In a post about the economy, the Reality-Based Community makes a very important observation:

If George W. Bush’s/John McCain’s views on Social Security of a couple of years ago had been national policy, your retirement could have shared in this meltdown.

The Obama people need to make an ad of old clips of John McCain and George Bush talking about privatized Social Security and then a bunch of clips from the news yesterday. What if McCain had been the decider, then? Where would your retirement be?

It’s not enough to stick them with the things that they’ve already done. We have to stick them on the things that we didn’t let them do, too.
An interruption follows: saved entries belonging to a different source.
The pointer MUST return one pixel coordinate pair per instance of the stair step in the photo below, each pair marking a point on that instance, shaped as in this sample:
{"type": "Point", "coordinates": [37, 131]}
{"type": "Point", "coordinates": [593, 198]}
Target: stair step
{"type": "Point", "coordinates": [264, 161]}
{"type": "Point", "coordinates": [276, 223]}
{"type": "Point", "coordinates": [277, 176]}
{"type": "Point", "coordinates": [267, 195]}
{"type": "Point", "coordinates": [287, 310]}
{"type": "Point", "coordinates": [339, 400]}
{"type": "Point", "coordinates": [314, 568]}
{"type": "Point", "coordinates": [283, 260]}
That’s the best comment on failure in leadership.

RSS icon Comments

1

When talking about social security privatization, no one seems to mention that railroad employees have a system separate from Social Security and that in 2001, the Railroad Retirement Trust was authorized "to invest the assets of the Railroad Retirement Account in a diversified investment portfolio in the same manner as those of private sector retirement plans. Prior to the Act, investment of Railroad Retirement Account assets was limited to U.S. government securities."

Quarterly reports are here. The most recent report, from March, shows that assets are down 5.9%. This number would have been much worse except that the value of the "JPMorgan Non-Dollar Bond Index" was up 11%.

Posted by Q*bert H. Humphrey | September 16, 2008 3:37 PM
2

That said, the Trust appears to have done well in past quarters. The report from July 31 seems like it should be up by now, but it's not. I would imagine that one will contain much more red ink.

Posted by Q*bert H. Humphrey | September 16, 2008 3:52 PM
3

Even before this weekend's Wall Street meltdown, I've been thinking, "The Obama campaign's got to pillory McCain for supporting Social Security privatization."

Supporting Soc. Sec. privatization should be an even more shameful mark on a candidate's economic credentials than supporting the Iraq invasion is on one's foreign policy credentials. The only thing that mitigates that "should be" is this: Soc. Sec. privatization is a disaster that might have been.

Anyway there are two things these two schemes--privatization and Iraq--have in common:

  1. The stated rationales had nothing to do with the true motivations.
  2. They may have been hatched by "conservatives," but there was nothing conservative about them--at least in terms of having a wariness about the state's ability to wreak havoc.